Arithmetic is the basic topic of mathematics. According to the American Heritage Dictionary [1], it concerns "The mathematics of integers under addition, subtraction, multiplication, division, involution, and evolution."

The present text differs from other treatments of arithmetic in several respects:

The provision of simple but precise definitions of the counting numbers and other notions introduced.

The use of simple but precise notation that is executable on a computer, allowing experimentation and providing a simple and meaningful introduction to computer programming.

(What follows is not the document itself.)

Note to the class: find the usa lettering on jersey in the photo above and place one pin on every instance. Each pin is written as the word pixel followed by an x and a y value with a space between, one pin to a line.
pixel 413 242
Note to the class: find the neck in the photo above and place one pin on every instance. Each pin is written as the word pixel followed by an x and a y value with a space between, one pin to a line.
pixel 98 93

The introduction and significant use of fundamental mathematical notions (such as vectors, matrices, Heaviside operators, and duality) in simple contexts that make them easy to understand. This lays a firm foundation for a wealth of later use in mathematics.

Emphasis is placed on the use of guesses by speculation and criticism in the spirit of Lakatos, as discussed in the treatment of proofs in Chapter 5.

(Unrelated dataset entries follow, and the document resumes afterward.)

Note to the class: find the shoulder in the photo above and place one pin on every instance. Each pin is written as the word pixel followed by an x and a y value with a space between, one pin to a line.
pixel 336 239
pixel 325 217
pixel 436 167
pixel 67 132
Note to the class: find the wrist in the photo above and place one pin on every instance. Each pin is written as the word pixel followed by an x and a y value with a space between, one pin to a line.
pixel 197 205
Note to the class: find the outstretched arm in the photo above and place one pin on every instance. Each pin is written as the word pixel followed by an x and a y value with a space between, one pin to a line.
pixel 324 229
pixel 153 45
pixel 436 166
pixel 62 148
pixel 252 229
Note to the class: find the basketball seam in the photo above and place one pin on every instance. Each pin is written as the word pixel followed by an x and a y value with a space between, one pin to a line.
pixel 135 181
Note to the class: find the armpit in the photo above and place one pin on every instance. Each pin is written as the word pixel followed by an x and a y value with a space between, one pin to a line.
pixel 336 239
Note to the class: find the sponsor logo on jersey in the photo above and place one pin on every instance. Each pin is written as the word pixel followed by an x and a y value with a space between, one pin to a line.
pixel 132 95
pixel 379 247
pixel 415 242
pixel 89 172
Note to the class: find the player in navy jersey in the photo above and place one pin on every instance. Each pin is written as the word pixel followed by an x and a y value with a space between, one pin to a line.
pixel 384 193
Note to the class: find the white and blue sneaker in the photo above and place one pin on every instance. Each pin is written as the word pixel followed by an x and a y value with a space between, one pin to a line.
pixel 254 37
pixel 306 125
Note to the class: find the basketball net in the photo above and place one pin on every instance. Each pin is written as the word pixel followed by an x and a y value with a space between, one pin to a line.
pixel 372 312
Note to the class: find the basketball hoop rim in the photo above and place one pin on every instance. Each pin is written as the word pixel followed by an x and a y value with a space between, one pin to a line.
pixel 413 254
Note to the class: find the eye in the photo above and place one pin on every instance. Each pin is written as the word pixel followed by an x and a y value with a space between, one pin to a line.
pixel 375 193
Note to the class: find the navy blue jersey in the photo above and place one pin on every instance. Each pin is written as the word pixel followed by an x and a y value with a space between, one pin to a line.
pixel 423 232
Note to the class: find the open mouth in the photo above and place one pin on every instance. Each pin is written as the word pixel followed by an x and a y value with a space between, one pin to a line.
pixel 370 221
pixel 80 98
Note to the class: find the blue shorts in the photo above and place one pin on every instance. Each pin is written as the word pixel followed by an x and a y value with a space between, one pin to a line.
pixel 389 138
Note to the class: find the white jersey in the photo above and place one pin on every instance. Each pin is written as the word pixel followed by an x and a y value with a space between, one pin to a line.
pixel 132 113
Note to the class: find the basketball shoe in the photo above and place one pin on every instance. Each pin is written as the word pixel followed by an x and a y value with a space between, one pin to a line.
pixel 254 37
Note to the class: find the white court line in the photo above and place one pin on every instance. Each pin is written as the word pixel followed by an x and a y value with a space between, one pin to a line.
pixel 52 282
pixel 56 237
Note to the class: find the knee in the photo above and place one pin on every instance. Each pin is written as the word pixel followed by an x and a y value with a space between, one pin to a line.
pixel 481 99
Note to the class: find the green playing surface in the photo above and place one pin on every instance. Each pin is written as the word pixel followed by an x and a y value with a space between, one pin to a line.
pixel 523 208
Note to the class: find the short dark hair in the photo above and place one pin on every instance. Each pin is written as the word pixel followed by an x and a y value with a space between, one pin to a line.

The thrust of the book might best be appreciated by comparing it with Felix Klein's Elementary Mathematics from an Advanced Standpoint [2]. However, I shun the corresponding title Arithmetic from an Advanced Standpoint because it would incorrectly suggest that the treatment is intended only for mature mathematicians; on the contrary, the use of simple, executable notation makes it accessible to any serious student possessing little more than a knowledge of the counting numbers.

Like Klein, I do not digress to discuss the importance of the topics treated, but leave that matter to the knowledge of the mature reader and to the faith of the neophyte.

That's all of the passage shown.